I'm not sure what the convention is for resurrecting old threads
but I felt it would be best to start fresh. For reference, the
older thread is here:
http://forum.dlang.org/thread/pyduqwmskkkoicsxi...@forum.dlang.org
tl;dr - I studied a paper with the goal of implementing a stable
3-way partitioning algorithm which runs in linear time without
allocating any memory on the heap. I spent over a month studying
that paper and only managed to understand about 80% of the
content. However, that was enough for me to derive a partitioning
algorithm which runs in O(n) time using O(log n) space.
The good news is that the O(log n) space can easily be allocated
on the stack so this achieves the original goal of avoiding
memory allocations. The bad news is that, despite running in
linear time, it comes at the cost of a huge constant factor which
makes it too slow for any practical purposes. It's a complex
algorithm which I never fully implemented but preliminary
benchmarks were discouraging.
With that said, I've been sitting on this for several months and
Phobos is still lacking a stable partition3 implementation so
it's about time I did something about that. I implemented a few
"potential candidates" with various pros and cons, two of which
can accept a variable-length buffer of a specific type. DPaste
isn't the best platform for running benchmarks so I suggest
compiling and running on your own machine.
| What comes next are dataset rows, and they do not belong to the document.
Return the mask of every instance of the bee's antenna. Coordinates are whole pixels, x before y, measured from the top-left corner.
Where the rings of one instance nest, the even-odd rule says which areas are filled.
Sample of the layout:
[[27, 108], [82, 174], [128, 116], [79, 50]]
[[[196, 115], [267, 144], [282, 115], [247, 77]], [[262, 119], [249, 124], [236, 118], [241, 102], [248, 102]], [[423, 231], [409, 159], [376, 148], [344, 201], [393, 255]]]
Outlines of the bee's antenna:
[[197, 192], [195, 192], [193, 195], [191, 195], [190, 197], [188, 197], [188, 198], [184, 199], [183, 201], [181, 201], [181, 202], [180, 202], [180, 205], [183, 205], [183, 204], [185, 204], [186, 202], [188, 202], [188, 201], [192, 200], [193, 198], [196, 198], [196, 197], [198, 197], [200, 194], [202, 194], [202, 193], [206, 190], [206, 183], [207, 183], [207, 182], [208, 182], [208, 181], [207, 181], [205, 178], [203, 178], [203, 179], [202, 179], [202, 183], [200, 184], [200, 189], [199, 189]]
http://dpaste.dzfl.pl/2a22af60baf9
Notes:
* "Assignments" requires the range have assignable elements;
"Swaps" and "Insertions" works on both swappable and assignable
elements.
* "Assignments Large Buffer" is how you would classically
implement a stable partitioning algorithm using O(n) space.
Clearly, it's by far the fastest.
* "Swaps Large Buffer" vigorously thrashes the cache so it gets
much slower on larger inputs.
* The recursive code is identical in all three implementations;
all that changes is the method for partitioning small sublists.
So it's possible to merge all these techniques into a single
function or even make them external functions separate from the
recursive code.
Any feedback is appreciated. I'll make a pull request once we
have consensus on what is the best solution.